Para driblar o aumento mais salgado deste ano, as empresas contratantes de planos de saúde para seus funcionários estão usando várias estratégias e, muitas vezes, todas simultaneamente, como excluir a possibilidade de reembolso do contrato, implementar ou ampliar os percentuais de coparticipação (pagamento feito pelo usuário a cada procedimento), reduzir a rede de prestadores e redimensionar a cobertura de nacional para regional.
Troca de plano
Mesmo os contratos que têm mais de 30 beneficiários, que tradicionalmente têm reajustes mais baixos do que os de pequeno porte — segundo dados da ANS, a média do ano passado foi de 11,09% contra 14,3%, respectivamente — estão encontrando dificuldade em negociar.
— As grandes empresas costumam firmar contratos por 24 meses. Se tiverem cumprido apenas os 12 primeiros, quando vem o reajuste, se não quiserem mudar o plano, aceitam ou pagam multa, em média de três mensalidades, ou recorrem à Justiça. Temos um caso de uma empresa com mais de 400 funcionários que recebeu um reajuste de 60% e, como não teve negociação, foi ao Judiciário — conta Rafael Robba, advogado especialista em Direito à Saúde e sócio do Vilhena Silva Advogados.
Prevista em contratos coletivos, a rescisão imotivada pela operadora, mediante anúncio com 60 dias de antecedência, também está mais frequente. Essa prática é mais comum em contratos com beneficiários em tratamento, diz Robba.
Foi o que aconteceu com um restaurante, em São Paulo, que tinha um plano de adesão com seis beneficiários, um deles doente crônico. Na Justiça, a empresa conseguiu a manutenção do plano. No entanto, a operadora impôs um reajuste de 42%, o que fez a conta saltar de R$ 19 mil para R$ 27 mil mensais.
Pelo lado das operadoras, Marcos Novais, superintendente executivo da Associação Brasileira de Planos de Saúde (Abramge), ressalta que a cada R$ 100 recebidos pelas empresas, no ano passado, R$ 89 foram gastos com a assistência ao usuário.
Sobravam R$ 11 para despesas administrativas, comercialização, impostos e taxas regulatórias.
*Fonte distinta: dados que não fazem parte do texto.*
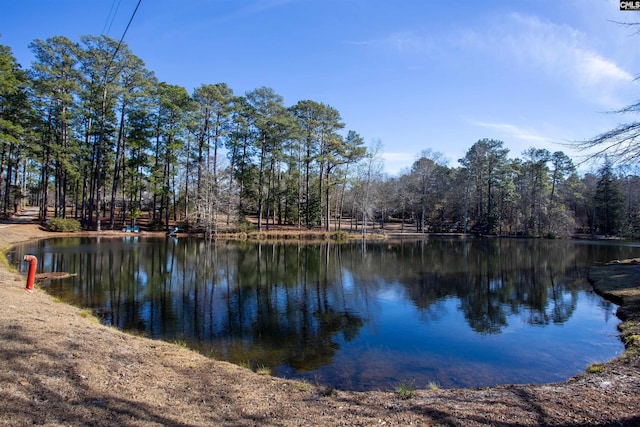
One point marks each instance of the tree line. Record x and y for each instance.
(89, 132)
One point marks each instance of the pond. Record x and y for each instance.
(354, 316)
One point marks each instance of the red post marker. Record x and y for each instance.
(31, 276)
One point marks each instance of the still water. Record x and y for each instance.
(457, 313)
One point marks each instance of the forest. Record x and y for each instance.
(87, 132)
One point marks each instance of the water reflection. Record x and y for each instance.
(359, 316)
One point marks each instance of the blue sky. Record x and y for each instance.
(412, 74)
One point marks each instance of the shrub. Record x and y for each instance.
(406, 391)
(64, 225)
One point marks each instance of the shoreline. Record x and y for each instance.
(64, 368)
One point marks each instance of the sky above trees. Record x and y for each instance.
(412, 74)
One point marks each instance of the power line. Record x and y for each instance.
(115, 52)
(111, 17)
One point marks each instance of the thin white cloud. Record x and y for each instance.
(513, 131)
(557, 50)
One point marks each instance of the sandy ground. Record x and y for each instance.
(60, 367)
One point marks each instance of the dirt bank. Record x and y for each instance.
(61, 367)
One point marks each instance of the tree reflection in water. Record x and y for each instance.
(325, 310)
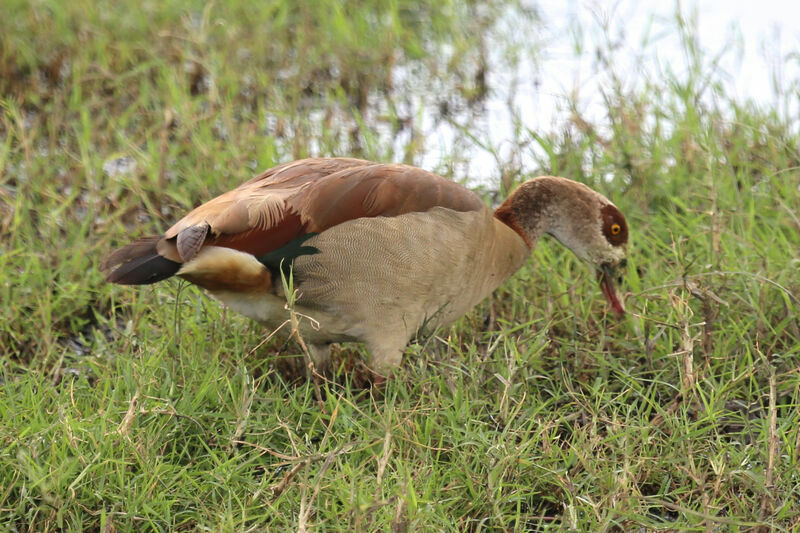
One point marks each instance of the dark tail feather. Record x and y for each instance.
(138, 263)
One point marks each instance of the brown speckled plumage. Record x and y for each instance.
(377, 250)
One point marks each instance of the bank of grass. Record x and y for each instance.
(154, 409)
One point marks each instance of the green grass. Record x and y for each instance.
(145, 409)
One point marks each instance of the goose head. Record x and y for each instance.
(580, 218)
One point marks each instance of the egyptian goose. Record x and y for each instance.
(376, 250)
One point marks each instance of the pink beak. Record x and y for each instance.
(606, 276)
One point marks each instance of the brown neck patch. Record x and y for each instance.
(615, 229)
(505, 214)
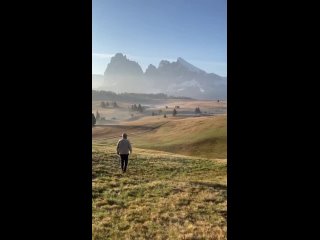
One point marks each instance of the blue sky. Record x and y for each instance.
(148, 31)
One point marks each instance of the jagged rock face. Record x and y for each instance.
(178, 78)
(123, 75)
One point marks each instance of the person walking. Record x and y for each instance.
(124, 149)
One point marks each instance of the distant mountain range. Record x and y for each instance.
(178, 78)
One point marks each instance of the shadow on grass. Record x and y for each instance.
(209, 185)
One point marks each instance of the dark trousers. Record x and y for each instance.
(124, 161)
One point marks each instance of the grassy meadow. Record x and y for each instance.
(176, 183)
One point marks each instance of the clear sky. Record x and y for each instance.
(148, 31)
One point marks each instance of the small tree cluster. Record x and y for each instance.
(174, 113)
(115, 105)
(197, 110)
(104, 104)
(136, 108)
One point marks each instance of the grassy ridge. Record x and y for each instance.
(202, 136)
(162, 196)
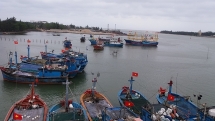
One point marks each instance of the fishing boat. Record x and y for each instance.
(149, 43)
(93, 41)
(98, 47)
(27, 72)
(103, 39)
(137, 102)
(94, 102)
(51, 62)
(67, 43)
(132, 99)
(113, 44)
(56, 34)
(186, 109)
(78, 58)
(82, 39)
(119, 114)
(142, 40)
(29, 108)
(67, 110)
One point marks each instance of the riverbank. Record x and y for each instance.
(86, 31)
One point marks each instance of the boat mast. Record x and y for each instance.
(28, 51)
(131, 82)
(94, 86)
(46, 48)
(32, 91)
(66, 99)
(16, 57)
(170, 86)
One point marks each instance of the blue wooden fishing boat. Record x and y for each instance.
(113, 44)
(67, 110)
(67, 43)
(149, 43)
(29, 108)
(186, 109)
(82, 39)
(93, 41)
(137, 102)
(132, 98)
(78, 58)
(27, 72)
(94, 102)
(119, 114)
(33, 64)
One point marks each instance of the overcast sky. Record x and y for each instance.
(154, 15)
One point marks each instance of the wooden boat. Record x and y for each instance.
(114, 43)
(132, 99)
(98, 47)
(142, 40)
(82, 39)
(93, 41)
(137, 102)
(94, 102)
(119, 114)
(30, 107)
(67, 43)
(79, 59)
(186, 109)
(67, 110)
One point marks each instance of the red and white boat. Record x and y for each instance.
(98, 47)
(29, 108)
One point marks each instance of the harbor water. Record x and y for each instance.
(189, 61)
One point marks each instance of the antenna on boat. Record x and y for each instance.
(67, 97)
(131, 83)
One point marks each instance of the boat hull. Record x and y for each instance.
(136, 98)
(31, 107)
(91, 106)
(93, 42)
(57, 113)
(29, 79)
(98, 47)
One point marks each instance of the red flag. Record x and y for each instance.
(128, 103)
(162, 91)
(135, 74)
(28, 41)
(170, 97)
(17, 116)
(15, 41)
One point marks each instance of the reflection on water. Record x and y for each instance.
(189, 62)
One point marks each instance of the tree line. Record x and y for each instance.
(209, 33)
(12, 25)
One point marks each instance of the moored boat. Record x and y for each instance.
(67, 110)
(82, 39)
(132, 98)
(137, 102)
(67, 43)
(31, 107)
(119, 114)
(186, 109)
(98, 47)
(113, 44)
(94, 102)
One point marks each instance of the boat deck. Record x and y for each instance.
(184, 108)
(119, 113)
(95, 108)
(29, 114)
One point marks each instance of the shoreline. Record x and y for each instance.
(82, 31)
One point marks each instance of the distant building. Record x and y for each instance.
(32, 21)
(199, 33)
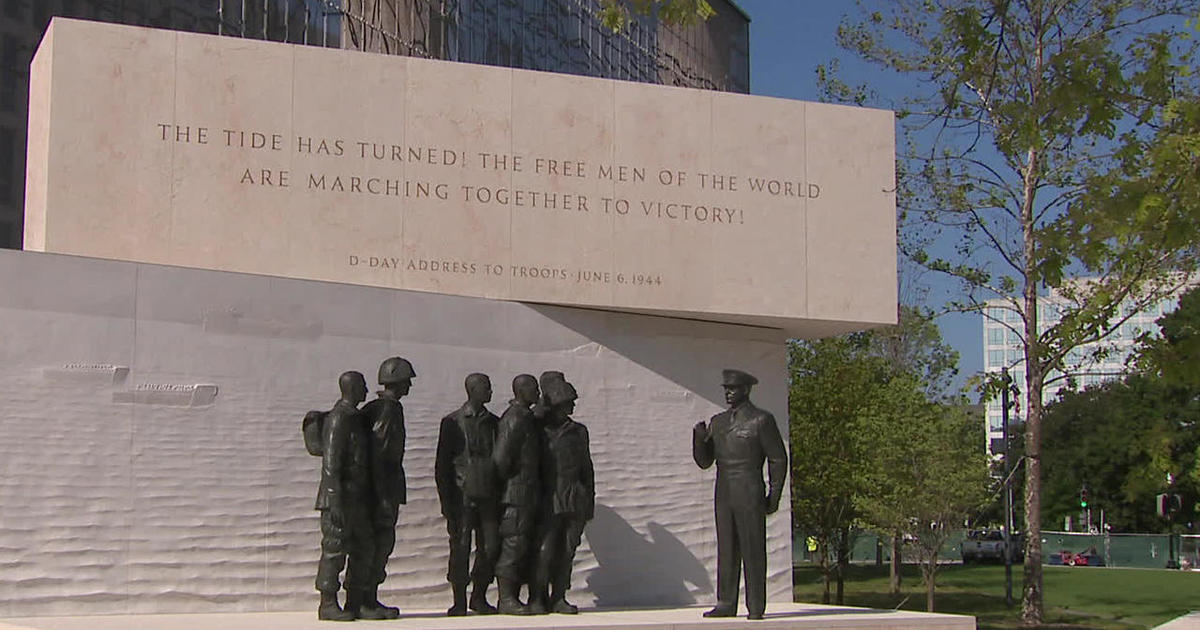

Foi isso que levou a um prejuízo operacional de R$ 11,5 bilhões em 2022, explica ele:
— Precisamos retomar o equilíbrio da mensalidade com os custos, o que significa agora reajustes mais elevados. Uma mudança nos preços de entrada também seria saudável. Fora isso, há três pontos que estamos debatendo em uma agenda setorial para dar maior sustentabilidade do setor: criação de protocolos e diretrizes para procedimentos de saúde, rediscutir os critérios de exceção do rol de procedimentos com cobertura obrigatória da ANS e mitigação de fraudes.
Retomada do uso
Luiz Feitosa, sócio-diretor da consultoria Arquitetos da Saúde, conta haver operadoras suspendendo as vendas de planos deficitários a novos usuários, considerando que rescindir contratos resulta em “dano de imagem”:
— A aposta das operadoras foi grande. Estimavam vender barato e avançar em escala. Não funcionou. Agora estão cobrando a conta, no esforço de sanear a carteira o mais rápido possível. Mas ainda não vimos o pior. Porque o custo assistencial cresceu aquém do que vai crescer este ano.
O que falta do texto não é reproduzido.